Abe wooed Trump with golf, just like his grandfather did with Eisenhower

This handout picture, released by Japan's Cabinet Secretariat on Nov 18, 2016, shows Japanese Prime Minister Shinzo Abe (right) in a meeting with US president-elect Donald Trump (left) in New York.
This handout picture, released by Japan's Cabinet Secretariat on Nov 18, 2016, shows Japanese Prime Minister Shinzo Abe (right) in a meeting with US president-elect Donald Trump (left) in New York.PHOTO: AFP

TOKYO (BLOOMBERG) - Japanese Prime Minister Shinzo Abe is taking a page from his grandfather's playbook in using golf to form ties with an American leader.

In talks with US president-elect Donald Trump in New York on Thursday (Nov 17), Mr Abe presented the real estate mogul with a golf club (Japanese media said it was a driver). Mr Trump gave Mr Abe a golf shirt in return.

In 1957, then Prime Minister Nobusuke Kishi - Mr Abe's grandfather and political role model - played a round of golf with President Dwight D. Eisenhower on a course in Maryland outside of the US capital.

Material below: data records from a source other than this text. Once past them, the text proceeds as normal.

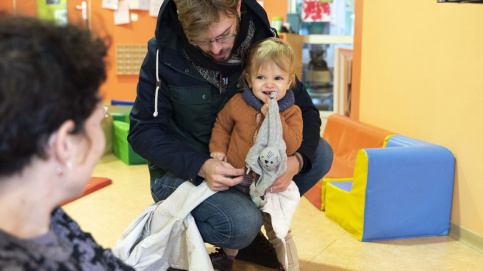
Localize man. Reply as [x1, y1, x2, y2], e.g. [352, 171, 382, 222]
[128, 0, 332, 270]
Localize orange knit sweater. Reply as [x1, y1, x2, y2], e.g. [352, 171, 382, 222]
[210, 93, 303, 168]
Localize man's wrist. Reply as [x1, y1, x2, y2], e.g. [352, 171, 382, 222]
[293, 152, 304, 174]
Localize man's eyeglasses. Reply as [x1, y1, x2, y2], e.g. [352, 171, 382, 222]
[192, 32, 237, 47]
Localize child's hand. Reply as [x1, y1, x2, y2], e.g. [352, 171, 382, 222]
[210, 152, 226, 162]
[260, 103, 269, 117]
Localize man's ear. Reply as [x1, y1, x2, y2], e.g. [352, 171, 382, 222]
[236, 0, 241, 18]
[49, 120, 75, 165]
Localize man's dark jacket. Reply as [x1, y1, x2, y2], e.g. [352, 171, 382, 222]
[128, 0, 321, 183]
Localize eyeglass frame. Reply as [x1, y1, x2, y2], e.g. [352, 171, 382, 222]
[191, 32, 238, 47]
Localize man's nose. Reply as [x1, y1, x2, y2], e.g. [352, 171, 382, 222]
[211, 41, 223, 55]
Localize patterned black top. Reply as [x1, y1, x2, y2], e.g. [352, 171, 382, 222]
[0, 208, 134, 271]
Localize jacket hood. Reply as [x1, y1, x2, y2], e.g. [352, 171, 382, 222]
[154, 0, 272, 48]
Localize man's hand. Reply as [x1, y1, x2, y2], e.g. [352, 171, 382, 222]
[265, 155, 299, 193]
[210, 152, 227, 162]
[198, 159, 245, 191]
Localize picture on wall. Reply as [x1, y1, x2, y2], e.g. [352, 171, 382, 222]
[302, 0, 330, 22]
[37, 0, 67, 25]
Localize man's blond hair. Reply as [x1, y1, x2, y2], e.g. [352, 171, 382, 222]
[174, 0, 238, 43]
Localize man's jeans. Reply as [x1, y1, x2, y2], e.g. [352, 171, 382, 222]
[151, 138, 333, 249]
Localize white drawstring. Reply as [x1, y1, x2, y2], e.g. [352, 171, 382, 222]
[153, 49, 161, 117]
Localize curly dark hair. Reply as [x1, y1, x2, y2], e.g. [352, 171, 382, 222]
[0, 16, 108, 177]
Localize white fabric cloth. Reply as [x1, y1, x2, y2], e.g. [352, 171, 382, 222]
[113, 181, 216, 271]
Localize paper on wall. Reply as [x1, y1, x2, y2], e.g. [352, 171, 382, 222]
[102, 0, 119, 10]
[127, 0, 149, 10]
[302, 0, 330, 22]
[114, 1, 131, 25]
[149, 0, 164, 17]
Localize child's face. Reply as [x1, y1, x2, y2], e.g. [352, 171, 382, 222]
[246, 62, 293, 103]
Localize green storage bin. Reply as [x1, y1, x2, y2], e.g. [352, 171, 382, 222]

News reports described the game as a "triumph for diplomacy".

The Japanese leader told reporters in New York that he had frank discussions in a "warm atmosphere" at Trump Tower. He said he explained his views on a range of issues, but declined to comment on the substance of the talks in a meeting that lasted about 90 minutes.

The pair are known to be avid golfers. Mr Abe spends his summers playing at courses close to his vacation home near Tokyo. Mr Trump is affiliated with 17 golf properties worldwide, with the golf division of Trump Organisation Inc owning and managing most of the courses.

Mr Abe has taken up the mantle for bolstering Japan's defence forces from Mr Kishi, who was accused of war crimes for his role in colonising parts of China but was never prosecuted. He campaigned for constitutional change as prime minister - a cause also pushed by Mr Abe.

Mr Kishi's round of golf with Mr Eisenhower, popularly known as "Ike," took place three years before the Japanese leader signed a security treaty with the US in the face of violent protests at home.

He stepped down once the pact - the cornerstone of the current US-Japanese alliance - was approved.

It's not the first time Mr Abe has used golf diplomacy. On a trip to Vietnam in 2006, during his first spell as prime minister, Mr Abe gave then President George W. Bush a photograph of their grandfathers playing in Maryland. He also gave President Barack Obama a putter made by a Japanese manufacturer.

As for the score in Mr Kishi's round with Mr Eisenhower, reports said the game ended in a draw.